Titanik'e dalış yaparken kaybolan denizaltının 40 saatlik oksijeni kaldı

Titanik’e dalış yaparken kaybolan denizaltının 40 saatlik oksijeni kaldı

ABD Kıyı Güvenliği tarafından yapılan açıklamada, Titanik enkazına dalış yaptığı sırada geçtiğimiz pazar günü Atlantik Okyanusu’nda kaybolan küçük denizaltıda 40 saatlik oksijen kaldığı bildirilerek, ABD’nin Connecticut eyaletinden daha büyük olan 7 bin 600 mil karelik bir alanda arama yapıldığı tabir edildi.

Titanik enkazına dalış yaptığı sırada geçtiğimiz pazar günü Atlantik Okyanusu’nda kaybolan küçük denizaltıyı arama-kurtarma çalışmaları devam ederken, ABD Kıyı Güvenliği son gelişmeleri kamuoyu ile paylaştı.

ÇALIŞMALAR ARALIKSIZ DEVAM EDİYOR

ABD Kıyı Güvenliği tarafından yapılan açıklamada, arama-kurtarma çalışmalarının gece gündüz aralıksız devam ettiği tabir edilerek, ABD ve Kanada’nın arama-kurtarma çalışmalarını birlikte yürüttükleri aktarıldı.

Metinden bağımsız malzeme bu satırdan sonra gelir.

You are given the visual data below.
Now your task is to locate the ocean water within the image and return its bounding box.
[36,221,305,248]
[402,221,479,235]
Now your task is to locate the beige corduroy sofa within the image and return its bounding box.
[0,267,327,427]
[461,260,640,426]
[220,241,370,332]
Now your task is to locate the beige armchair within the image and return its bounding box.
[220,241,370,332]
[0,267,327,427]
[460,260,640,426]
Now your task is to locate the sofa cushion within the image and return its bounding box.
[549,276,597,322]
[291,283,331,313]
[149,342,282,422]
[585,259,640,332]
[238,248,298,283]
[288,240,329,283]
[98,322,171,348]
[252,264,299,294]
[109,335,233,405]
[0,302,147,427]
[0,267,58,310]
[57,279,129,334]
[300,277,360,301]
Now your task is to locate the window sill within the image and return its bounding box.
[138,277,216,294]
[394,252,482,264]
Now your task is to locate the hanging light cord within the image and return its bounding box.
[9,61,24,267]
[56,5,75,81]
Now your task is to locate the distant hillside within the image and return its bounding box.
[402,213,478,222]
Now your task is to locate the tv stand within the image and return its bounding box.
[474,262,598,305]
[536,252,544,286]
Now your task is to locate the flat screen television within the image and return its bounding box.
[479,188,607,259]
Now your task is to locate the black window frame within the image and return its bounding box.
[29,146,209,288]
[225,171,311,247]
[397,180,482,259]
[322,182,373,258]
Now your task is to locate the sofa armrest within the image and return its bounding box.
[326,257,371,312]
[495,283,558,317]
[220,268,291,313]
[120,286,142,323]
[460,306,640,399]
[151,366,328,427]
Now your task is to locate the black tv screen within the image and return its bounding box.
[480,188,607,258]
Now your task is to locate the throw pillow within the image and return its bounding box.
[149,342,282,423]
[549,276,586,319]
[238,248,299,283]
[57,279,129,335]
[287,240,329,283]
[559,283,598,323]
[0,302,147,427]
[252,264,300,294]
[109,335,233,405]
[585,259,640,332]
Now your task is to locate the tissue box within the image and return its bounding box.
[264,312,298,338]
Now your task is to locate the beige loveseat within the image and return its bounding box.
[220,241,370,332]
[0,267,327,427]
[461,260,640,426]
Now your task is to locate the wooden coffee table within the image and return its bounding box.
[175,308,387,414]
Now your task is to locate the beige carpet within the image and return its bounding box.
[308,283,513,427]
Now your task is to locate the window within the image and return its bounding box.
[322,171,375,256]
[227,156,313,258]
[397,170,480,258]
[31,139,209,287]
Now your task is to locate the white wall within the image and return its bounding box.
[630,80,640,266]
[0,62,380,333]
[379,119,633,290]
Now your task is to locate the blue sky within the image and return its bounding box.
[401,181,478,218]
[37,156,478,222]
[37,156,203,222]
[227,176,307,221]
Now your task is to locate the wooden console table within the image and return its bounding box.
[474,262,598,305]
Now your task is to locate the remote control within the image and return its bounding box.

Denizaltı ile irtibatın dalış başladıktan 1 saat 45 dakika sonra kesildiği hatırlatılan açıklamada, ABD’nin Connecticut eyaletinden daha büyük olan 7 bin 600 mil karelik bir alanda arama yapıldığı aktarıldı.

40 SAATLİK OKSİJEN KALDI

Denizaltıda yaklaşık 40 saatlik oksijen kaldığı tabir edilen açıklamada, kıyı güvenliğin denizaltının bilinen son pozisyonuna uzaktan kumandalı araç ile dalışı başlattığı belirtildi. Denizaltının bulunması halinde kurtarma planları üzerinde çalışılacağını aktarılan açıklamada, “Denizaltının yeri tespit edilirse, uzmanlar denizaltının kurtarılması için en güzel metodu araştıracak” denildi.

DENİZALTIDA 5 KİŞİ BULUNUYOR

TİTANİK’İN ENKAZI 3 BİN 800 METRE DERİNLİKTE

Titanik’in enkazı, Kanada’nın Newfoundland kıyılarının yaklaşık 600 kilometre açığında Atlantik Okyanusu’nun tabanında 3 bin 800 metre derinlikte yer alıyor. Vaktinin en büyük yolcu gemisi olan Titanik, 1912’de İngiltere’nin Southampton limanından ABD’nin New York kentine yaptığı birinci seyahat sırasında bir buzdağına çarparak batmıştı. Gemideki 2 bin 200 yolcu ve mürettebattan en az bin 500’ü hayatını kaybetmişti. Titanik’in enkazı 1985’te keşfedilmesinden bu yana kapsamlı formda araştırılıyor.